Incremental new business long-term cash generation represents the operating companies' cash generation that is expected to arise in future years as a result of new business transacted in the current period within our UK Open and Europe segments.

This measure provides an indication of the Group's performance in delivering new business growth to offset the impact of run-off of the Group's Heritage business and to bring sustainability to future cash generation.

Incremental long-term cash generation is not directly reconcilable to the financial statements as it relates to cash generation expected to arise in the future.

Life Company
Free Surplus

The Solvency II surplus of the Life Companies that is in excess of their Board approved capital according to their capital management policies.

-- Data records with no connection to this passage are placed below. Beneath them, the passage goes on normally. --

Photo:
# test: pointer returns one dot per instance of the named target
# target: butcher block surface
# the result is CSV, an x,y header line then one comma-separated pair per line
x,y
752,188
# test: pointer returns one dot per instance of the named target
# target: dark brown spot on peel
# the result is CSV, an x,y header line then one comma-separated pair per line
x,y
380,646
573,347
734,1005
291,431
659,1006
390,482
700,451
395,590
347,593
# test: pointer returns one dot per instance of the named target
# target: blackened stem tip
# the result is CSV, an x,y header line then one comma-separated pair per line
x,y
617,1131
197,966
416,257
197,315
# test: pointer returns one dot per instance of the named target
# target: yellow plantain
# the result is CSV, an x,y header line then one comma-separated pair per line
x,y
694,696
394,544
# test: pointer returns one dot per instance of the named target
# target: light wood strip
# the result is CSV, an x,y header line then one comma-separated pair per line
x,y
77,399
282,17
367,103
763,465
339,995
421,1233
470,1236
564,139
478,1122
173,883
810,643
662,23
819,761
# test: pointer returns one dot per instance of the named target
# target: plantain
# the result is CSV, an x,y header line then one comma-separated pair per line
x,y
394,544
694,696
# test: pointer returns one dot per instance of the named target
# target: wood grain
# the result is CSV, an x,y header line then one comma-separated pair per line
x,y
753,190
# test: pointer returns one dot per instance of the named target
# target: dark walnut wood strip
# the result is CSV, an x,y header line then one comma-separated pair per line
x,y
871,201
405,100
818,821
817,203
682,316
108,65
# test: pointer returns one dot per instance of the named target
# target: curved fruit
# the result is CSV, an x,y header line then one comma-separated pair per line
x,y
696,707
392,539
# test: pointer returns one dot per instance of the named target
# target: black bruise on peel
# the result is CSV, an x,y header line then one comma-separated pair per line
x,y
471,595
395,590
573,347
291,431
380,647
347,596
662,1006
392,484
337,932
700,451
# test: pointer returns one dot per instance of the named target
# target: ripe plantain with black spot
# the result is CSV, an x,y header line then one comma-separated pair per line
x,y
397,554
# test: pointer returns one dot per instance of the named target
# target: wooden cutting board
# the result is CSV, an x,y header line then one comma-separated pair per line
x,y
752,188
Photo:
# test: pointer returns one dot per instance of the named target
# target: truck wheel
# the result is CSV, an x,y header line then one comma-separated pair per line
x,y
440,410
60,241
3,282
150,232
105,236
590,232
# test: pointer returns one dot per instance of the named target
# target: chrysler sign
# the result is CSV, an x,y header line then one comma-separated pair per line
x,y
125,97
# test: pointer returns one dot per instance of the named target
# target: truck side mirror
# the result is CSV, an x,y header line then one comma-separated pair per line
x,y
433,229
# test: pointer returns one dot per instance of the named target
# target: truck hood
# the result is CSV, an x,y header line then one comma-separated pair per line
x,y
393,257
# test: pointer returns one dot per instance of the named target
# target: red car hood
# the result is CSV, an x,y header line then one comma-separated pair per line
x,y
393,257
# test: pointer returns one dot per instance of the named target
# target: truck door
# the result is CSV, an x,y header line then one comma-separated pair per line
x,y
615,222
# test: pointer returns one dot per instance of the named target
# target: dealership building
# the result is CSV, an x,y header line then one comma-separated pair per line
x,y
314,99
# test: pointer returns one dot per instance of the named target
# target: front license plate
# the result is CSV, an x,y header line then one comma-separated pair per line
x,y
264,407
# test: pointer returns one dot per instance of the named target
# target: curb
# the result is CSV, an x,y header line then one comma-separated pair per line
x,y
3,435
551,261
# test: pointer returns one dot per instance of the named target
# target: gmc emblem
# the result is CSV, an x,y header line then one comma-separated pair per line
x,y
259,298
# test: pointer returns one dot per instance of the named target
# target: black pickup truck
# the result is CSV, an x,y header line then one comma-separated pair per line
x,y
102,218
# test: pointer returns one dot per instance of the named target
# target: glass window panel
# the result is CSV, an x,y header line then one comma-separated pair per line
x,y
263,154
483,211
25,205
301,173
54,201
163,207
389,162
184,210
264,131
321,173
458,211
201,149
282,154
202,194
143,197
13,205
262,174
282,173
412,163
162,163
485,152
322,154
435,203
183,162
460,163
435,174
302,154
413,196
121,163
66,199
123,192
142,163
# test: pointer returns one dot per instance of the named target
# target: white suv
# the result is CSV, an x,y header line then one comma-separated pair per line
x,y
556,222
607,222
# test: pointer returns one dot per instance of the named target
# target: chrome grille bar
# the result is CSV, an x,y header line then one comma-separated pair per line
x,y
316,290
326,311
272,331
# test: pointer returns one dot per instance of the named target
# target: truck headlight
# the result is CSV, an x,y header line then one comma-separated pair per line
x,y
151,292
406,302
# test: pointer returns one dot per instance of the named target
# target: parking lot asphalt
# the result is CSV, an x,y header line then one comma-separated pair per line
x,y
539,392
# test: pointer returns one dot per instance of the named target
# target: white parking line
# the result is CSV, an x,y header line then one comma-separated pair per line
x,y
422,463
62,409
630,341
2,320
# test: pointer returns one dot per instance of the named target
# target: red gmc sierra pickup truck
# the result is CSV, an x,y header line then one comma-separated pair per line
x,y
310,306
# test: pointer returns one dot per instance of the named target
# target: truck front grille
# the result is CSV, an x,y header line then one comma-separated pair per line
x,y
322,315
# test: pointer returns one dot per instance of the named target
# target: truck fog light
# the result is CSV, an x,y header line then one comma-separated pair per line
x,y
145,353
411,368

This figure provides a view of the level of surplus capital in the Life Companies that is available for distribution to the holding companies, and the generation of Free Surplus underpins future operating cash generation.

Please see business review section on page 35 for further analysis of the solvency positions of the Life Companies.

Operating companies' cash generation

Represents the net cash remitted from the operating entities to the Group, supported by the free surplus above capital requirements in the life companies, which is generated through margins earned on different life and pension products and the release of capital requirements, and group tax relief.

The statement of consolidated cash flows prepared in accordance with IFRS combines cash flows relating to shareholders with cash flows relating to policyholders, but the practical management of cash within the Group maintains a distinction between the two. The Group therefore focuses on the cash flows of the holding companies which relate only to shareholders. Such cash flows are considered more representative of the cash generation that could potentially be distributed as dividends or used for debt repayment and servicing, Group expenses and pension contributions.

Operating companies' cash generation is a key performance indicator used by management for planning, reporting and executive remuneration. The AIP performance metric 'cash generation' is aligned to this definition.

Operating companies' cash generation is not directly reconcilable to an equivalent GAAP measure (IFRS statement of consolidated cash flows) as it includes amounts that eliminate on consolidation.

Further details of holding companies' cash flows are included within the business review on pages 28 to 41, and a breakdown of the Group's cash position by type of entity is provided in the additional life company asset disclosures section on page 307.

Shareholder Capital Coverage Ratio

Represents total Eligible Own Funds divided by the Solvency Capital Requirements ('SCR'), adjusted to a shareholder view through the exclusion of amounts relating to those ring-fenced with-profit funds and Group pension schemes whose Own Funds exceed their SCR.

The unsupported with-profit funds and Group pension funds do not contribute to the Group Solvency II surplus. However, the inclusion of related Own Funds and SCR amounts dampens the implied Solvency II capital ratio. The Group therefore focuses on a shareholder view of the capital coverage ratio which is considered to give a more accurate reflection of the capital strength of the Group.

Further details of the Shareholder Capital Coverage Ratio and its calculation are included in the business review on page 34.